C’est en marge du sommet d’Annapolis que le secrétaire à la Défense, Robert Gates, ancien numéro deux de la CIA, a fait lire le rapport américain à son homologue Ehoud Barak, ancien chef d’état-major et patron du renseignement militaire israélien. La question a ensuite été longuement abordée entre le président Bush et le Premier ministre Ehoud Olmert. Les Israéliens n’ont donc pas été pris par surprise et, à Jérusalem, cette question a fait l’objet de plusieurs réunions du gouvernement et du cabinet de sécurité. D’où ressortent deux idées directrices.
1) Malgré tout le mal qu’on pense à Jérusalem [1]du document, ne pas se heurter de front aux différentes agences américaines afin de ne pas compromettre davantage une coopération jugée plutôt en dents de scie, voire insuffisante, avec les services secrets des Etats-Unis. Surtout, éviter de s’immiscer dans le débat sur le dossier iranien qui oppose au sein même de l’exécutif américain les colombes aux faucons et, parmi eux, un certain nombre d’acteurs clés au Moyen-Orient, comme Condy Rice ou Dick Cheney.

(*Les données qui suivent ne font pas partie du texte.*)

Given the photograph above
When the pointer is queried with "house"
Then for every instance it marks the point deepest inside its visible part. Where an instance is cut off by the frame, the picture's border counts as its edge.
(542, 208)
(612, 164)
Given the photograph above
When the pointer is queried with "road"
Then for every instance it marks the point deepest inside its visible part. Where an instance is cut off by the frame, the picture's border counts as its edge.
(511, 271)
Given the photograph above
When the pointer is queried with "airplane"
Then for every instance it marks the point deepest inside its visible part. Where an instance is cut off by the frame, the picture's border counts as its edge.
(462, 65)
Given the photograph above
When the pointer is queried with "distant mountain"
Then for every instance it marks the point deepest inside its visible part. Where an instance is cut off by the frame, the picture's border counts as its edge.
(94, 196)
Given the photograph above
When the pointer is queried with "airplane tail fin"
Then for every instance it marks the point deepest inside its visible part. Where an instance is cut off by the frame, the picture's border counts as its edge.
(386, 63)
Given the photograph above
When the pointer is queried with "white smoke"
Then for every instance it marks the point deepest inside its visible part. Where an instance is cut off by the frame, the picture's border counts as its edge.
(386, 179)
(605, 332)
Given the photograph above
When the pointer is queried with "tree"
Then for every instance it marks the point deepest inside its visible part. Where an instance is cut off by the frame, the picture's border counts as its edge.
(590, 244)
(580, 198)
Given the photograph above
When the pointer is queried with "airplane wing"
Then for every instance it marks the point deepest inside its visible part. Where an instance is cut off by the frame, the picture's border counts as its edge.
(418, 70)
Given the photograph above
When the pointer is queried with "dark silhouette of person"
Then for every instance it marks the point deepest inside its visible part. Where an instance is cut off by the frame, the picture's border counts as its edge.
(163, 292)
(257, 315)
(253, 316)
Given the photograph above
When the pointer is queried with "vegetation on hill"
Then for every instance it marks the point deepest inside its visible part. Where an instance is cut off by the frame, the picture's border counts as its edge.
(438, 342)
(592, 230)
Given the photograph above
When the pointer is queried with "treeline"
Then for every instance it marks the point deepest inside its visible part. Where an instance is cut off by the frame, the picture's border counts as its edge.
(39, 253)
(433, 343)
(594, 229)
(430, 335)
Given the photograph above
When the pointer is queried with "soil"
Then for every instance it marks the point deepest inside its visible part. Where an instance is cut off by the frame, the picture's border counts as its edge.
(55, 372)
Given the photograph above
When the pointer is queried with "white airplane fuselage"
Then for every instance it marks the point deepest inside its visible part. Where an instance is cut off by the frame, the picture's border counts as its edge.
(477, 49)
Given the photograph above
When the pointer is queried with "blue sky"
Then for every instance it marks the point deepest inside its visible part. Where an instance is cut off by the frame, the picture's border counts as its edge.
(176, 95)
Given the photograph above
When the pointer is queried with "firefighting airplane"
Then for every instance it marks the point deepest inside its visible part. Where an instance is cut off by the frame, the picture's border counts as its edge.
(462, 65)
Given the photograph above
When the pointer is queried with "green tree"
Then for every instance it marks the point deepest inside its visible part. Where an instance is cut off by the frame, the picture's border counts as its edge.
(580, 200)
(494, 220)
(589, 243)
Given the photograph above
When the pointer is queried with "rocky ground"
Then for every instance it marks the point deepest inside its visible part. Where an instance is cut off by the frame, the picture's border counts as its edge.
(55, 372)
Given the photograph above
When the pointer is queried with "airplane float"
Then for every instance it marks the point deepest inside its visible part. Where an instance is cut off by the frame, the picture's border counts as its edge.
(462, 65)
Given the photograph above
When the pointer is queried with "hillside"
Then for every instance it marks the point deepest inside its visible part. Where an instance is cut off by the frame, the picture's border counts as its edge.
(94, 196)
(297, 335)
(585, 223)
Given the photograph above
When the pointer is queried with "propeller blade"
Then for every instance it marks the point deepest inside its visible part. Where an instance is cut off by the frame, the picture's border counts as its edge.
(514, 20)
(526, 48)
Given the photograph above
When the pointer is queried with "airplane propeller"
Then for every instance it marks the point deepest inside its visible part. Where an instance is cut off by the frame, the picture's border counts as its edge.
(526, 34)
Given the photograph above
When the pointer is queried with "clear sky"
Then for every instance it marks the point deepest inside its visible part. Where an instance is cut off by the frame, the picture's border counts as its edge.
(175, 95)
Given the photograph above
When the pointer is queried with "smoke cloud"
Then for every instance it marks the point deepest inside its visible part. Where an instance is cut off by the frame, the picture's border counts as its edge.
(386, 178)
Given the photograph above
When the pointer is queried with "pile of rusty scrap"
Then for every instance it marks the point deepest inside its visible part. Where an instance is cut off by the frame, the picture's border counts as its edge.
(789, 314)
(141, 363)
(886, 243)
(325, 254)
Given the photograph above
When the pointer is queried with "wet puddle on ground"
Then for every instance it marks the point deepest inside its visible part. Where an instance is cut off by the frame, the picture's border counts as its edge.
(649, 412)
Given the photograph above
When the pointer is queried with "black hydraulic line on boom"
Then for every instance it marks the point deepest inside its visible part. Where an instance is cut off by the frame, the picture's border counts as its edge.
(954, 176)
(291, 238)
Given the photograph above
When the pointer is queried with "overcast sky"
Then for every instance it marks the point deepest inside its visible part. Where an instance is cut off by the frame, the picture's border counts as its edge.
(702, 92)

2) Maintenir la ligne alimentée par les services israéliens faisant état d’une menace imminente (2009 pour le Mossad, contre 2015 pour les services américains), mettre en exergue les faiblesses, les imprécisions du nouveau rapport, et s’efforcer de fournir à la communauté internationale, via l’Agence internationale de l’Energie atomique, les renseignements qui vont dans ce sens.
En fait, à quelques détails près, les services israéliens et américains disposent des mêmes informations de base fournies par la surveillance satellitaire, les écoutes des responsables iraniens et les rapports Humint, c’est-à-dire ceux des agents sur place. C’est dans leurs conclusions qu’ils différent.
En Israël, on admet qu’il est bien possible que, pour des raisons techniques, les Iraniens aient gelé leur programme militaire nucléaire en 2003. Mais le Mossad et les renseignements militaires sont pour une fois d’accord : ce programme clandestin a repris en 2005. Surtout, ils insistent sur un fait que le rapport américain ne remet en aucun cas en question : pour disposer d’une bombe, il faut de l’uranium enrichi, un missile vecteur de l’arme et la bombe elle-même. Or Téhéran, qui continue d’enrichir son uranium tout en accélérant le développement de missiles de longue portée, sera assez vite capable de disposer aussi de la dernière composante d’un programme nucléaire militaire, c’est-à-dire la technique de fabrication de la bombe elle-même.
« Nous préférons toujours l’action internationale conduite par les Etats-Unis mais nous devons nous assurer que nous pouvons protéger notre pays par tous les moyens », s’est empresse de déclarer l’ancien Premier ministre Bibi Nétanyahou, qui considère le dossier iranien comme l’un des leviers de son possible retour au pouvoir. Autrement dit, si le rapport de Washington écarte toute option militaire américaine dans l’immédiat, ne ravive-til pas l’hypothèse d’une frappe israélienne unilatérale ? Il y a plusieurs mois, des fuites à Tel-Aviv avaient fait état de préparatifs avancés en vue d’une attaque des sites iraniens, y compris avec des armes nucléaires tactiques, des mini-bombes atomiques pour atteindre les centrales enterrées. Mais une frappe israélienne ne pourrait se faire que par voie aérienne, en survolant plusieurs pays où d’importants contingents américains sont déployés sous la protection de FUS Air Force. Israël devrait donc, pour ce faire, disposer des codes de vols américains afin d’éviter toute méprise. Or en 1991, lors de la première guerre du Golfe et des tirs de Scud irakiens sur Tel-Aviv, les Américains avaient refusé de les fournir.